King of Sapadalaksha
- Reign: c. 1150
- Predecessor: Arnoraja
- Successor: Vigraharaja IV
- Dynasty: Chahamanas of Shakambhari

= Jagaddeva (Chahamana dynasty) =

Jagaddeva (r. c. 1150) was an Indian king belonging to the Shakambhari Chahamana dynasty. He ruled the Sapadalaksha country, which included parts of present-day Rajasthan in north-western India. He ascended the throne after killing his father Arnoraja, and ruled briefly before being dethroned by his brother Vigraharaja IV.

== Reign ==

Jagaddeva was one of the three sons born to the Chahamana king Arnoraja and his queen Sudhava, who was a princess of Marwar.
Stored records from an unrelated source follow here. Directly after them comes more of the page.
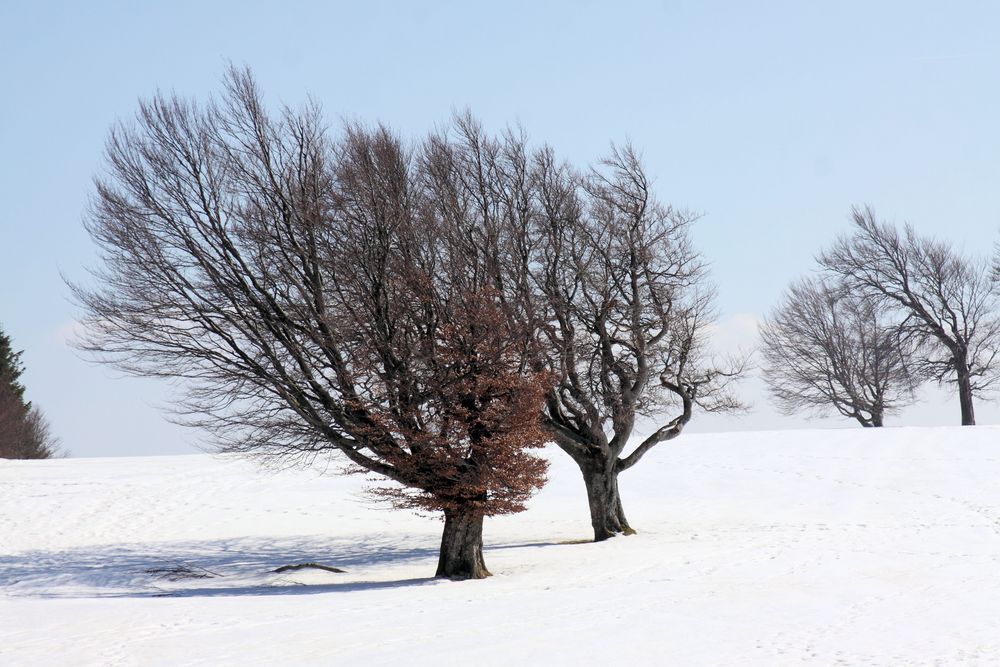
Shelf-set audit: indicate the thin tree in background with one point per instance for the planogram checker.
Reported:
(625, 308)
(829, 348)
(313, 299)
(946, 301)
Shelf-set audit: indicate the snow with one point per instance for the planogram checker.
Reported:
(834, 547)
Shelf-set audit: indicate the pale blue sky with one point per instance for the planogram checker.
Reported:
(771, 118)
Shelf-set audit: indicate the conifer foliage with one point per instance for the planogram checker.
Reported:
(24, 431)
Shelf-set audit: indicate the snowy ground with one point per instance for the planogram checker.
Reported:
(820, 547)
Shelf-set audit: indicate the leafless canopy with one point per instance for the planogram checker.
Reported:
(945, 300)
(314, 295)
(826, 347)
(624, 307)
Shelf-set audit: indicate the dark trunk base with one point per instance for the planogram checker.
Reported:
(606, 513)
(461, 554)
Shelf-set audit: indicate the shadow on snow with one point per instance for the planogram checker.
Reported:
(234, 567)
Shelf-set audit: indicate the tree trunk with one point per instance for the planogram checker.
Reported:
(461, 554)
(606, 513)
(965, 396)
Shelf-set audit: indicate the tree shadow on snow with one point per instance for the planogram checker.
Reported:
(236, 567)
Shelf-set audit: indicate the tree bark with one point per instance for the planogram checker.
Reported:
(606, 513)
(461, 554)
(965, 396)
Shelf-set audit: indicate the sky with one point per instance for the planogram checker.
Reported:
(771, 119)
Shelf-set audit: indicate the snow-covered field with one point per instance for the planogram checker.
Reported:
(770, 548)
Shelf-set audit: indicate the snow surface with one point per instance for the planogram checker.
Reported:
(839, 547)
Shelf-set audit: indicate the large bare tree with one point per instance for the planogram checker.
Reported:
(945, 300)
(616, 298)
(312, 298)
(828, 347)
(625, 308)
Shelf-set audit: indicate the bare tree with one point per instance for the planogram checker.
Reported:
(313, 300)
(625, 308)
(826, 347)
(947, 304)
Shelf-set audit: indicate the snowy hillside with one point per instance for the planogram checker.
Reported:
(821, 547)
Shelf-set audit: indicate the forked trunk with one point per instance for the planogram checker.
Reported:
(462, 545)
(965, 397)
(606, 513)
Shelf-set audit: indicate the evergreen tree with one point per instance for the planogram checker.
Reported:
(11, 368)
(24, 431)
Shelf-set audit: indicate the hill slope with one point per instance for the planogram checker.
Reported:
(770, 548)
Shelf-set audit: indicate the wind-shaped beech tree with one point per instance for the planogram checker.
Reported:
(828, 347)
(314, 298)
(616, 298)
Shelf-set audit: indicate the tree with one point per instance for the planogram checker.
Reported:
(313, 299)
(24, 431)
(624, 309)
(828, 347)
(946, 301)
His two brothers were Vigraharaja IV and Devadatta. The Prithviraja Vijaya states that the eldest son of Sudhava meted out the same treatment to Arnoraja that Parashurama had meted out to his mother (that is, killed the parent). The text does not name this son, but names Arnoraja's successor as Vigraharaja IV, who had good qualities (sattva guṇa). Other texts, such as Hammira Mahakavya, Prabandha Kosha and Surjana Charita name Arnoraja's successor as Jagaddeva. This indicates that Jagaddeva ascended the Chahamana throne after killing his father.

Before Jagaddeva could consolidate his position, his younger brother Vigraharaja dethroned him and became the new Chahamana king. The Prithviraja Vijaya describes Jagaddeva as the only Chahamana ruler who did not attain heaven.